|
Answering questions in a rapid, interactive way (, while using C to be efficient enough that one can run it on millions of rows): # Given a dataset that looks like this…
> head(dt, 3)
mpg cyl disp hp drat wt qsec vs am gear carb name
1: 21.0 6 160 110 3.90 2.620 16.46 0 1 4 4 Mazda RX4
2: 21.0 6 160 110 3.90 2.875 17.02 0 1 4 4 Mazda RX4 Wag
3: 22.8 4 108 93 3.85 2.320 18.61 1 1 4 1 Datsun 710
# What's the mean hp and wt by number of carburettors?
> dt[, list(mean(hp), mean(wt)), by=carb]
carb V1 V2
1: 4 187.0 3.8974
2: 1 86.0 2.4900
3: 2 117.2 2.8628
4: 3 180.0 3.8600
5: 6 175.0 2.7700
6: 8 335.0 3.5700
# How many Mercs are there and what's their median hp?
> dt[grepl('Merc', name), list(.N, median(hp))]
N V2
1: 7 123
# Non-Mercs?
> dt[!grepl('Merc', name), list(.N, median(hp))]
N V2
1: 25 113
# N observations and avg hp and wt per {num. cylinders and num. carburettors}
> dcast(dt, cyl + carb ~ ., value.var=c("hp", "wt"), fun.aggregate=list(mean, length))

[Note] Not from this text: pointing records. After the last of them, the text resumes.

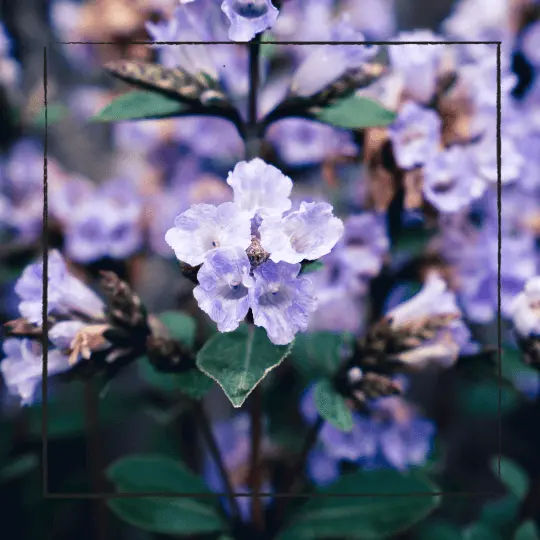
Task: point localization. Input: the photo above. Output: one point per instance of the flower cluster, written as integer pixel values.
(392, 435)
(251, 250)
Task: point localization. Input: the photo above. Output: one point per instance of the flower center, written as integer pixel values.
(250, 9)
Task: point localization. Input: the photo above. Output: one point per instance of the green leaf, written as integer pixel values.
(527, 531)
(181, 515)
(512, 476)
(318, 354)
(193, 382)
(140, 104)
(365, 517)
(238, 361)
(180, 326)
(480, 531)
(355, 112)
(441, 530)
(311, 266)
(500, 513)
(332, 406)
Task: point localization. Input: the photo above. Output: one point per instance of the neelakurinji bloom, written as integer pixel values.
(250, 251)
(66, 293)
(450, 180)
(415, 135)
(525, 309)
(22, 367)
(249, 17)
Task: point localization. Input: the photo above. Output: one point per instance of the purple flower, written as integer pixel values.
(392, 434)
(525, 309)
(302, 142)
(249, 17)
(418, 65)
(309, 233)
(223, 287)
(434, 299)
(326, 63)
(260, 188)
(66, 294)
(415, 135)
(105, 223)
(450, 183)
(204, 228)
(281, 301)
(22, 368)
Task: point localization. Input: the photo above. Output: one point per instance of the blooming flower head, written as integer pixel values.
(105, 223)
(450, 183)
(326, 63)
(418, 65)
(281, 301)
(66, 294)
(249, 17)
(433, 303)
(204, 228)
(249, 250)
(415, 135)
(22, 367)
(525, 309)
(223, 287)
(260, 188)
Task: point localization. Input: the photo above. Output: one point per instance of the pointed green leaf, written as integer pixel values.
(193, 382)
(149, 472)
(238, 361)
(527, 531)
(319, 354)
(480, 531)
(365, 517)
(512, 476)
(356, 112)
(138, 105)
(332, 406)
(174, 515)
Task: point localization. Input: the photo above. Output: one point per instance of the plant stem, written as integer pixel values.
(94, 456)
(257, 514)
(208, 434)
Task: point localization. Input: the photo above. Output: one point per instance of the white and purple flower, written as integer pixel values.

cyl carb hp_mean wt_mean hp_length wt_length
1: 4 1 77.4 2.151000 5 5
2: 4 2 87.0 2.398000 6 6
3: 6 1 107.5 3.337500 2 2
4: 6 4 116.5 3.093750 4 4
5: 6 6 175.0 2.770000 1 1
6: 8 2 162.5 3.560000 4 4
7: 8 3 180.0 3.860000 3 3
8: 8 4 234.0 4.433167 6 6
9: 8 8 335.0 3.570000 1 1
I used slightly verbose syntax so that it is (hopefully) clear even to non-R users.You can see that the interactivity is great at helping you compose answers step-by-step, molding the data as you go, especially when you combine with tools like plot.ly to also visualize results. |
I still think R has an atrocious design as a programming language (although it also has its beautiful side - like when you discover that literally everything in the language is a function call, even all the control structures and function definitions!). It can be optimized for this sort of thing, while still having a more regular syntax and fewer gotchas. The problem is that in its niche, it's already "good enough", and it is entrenched through libraries and existing code - so any contender can't just be better, it has to be much better.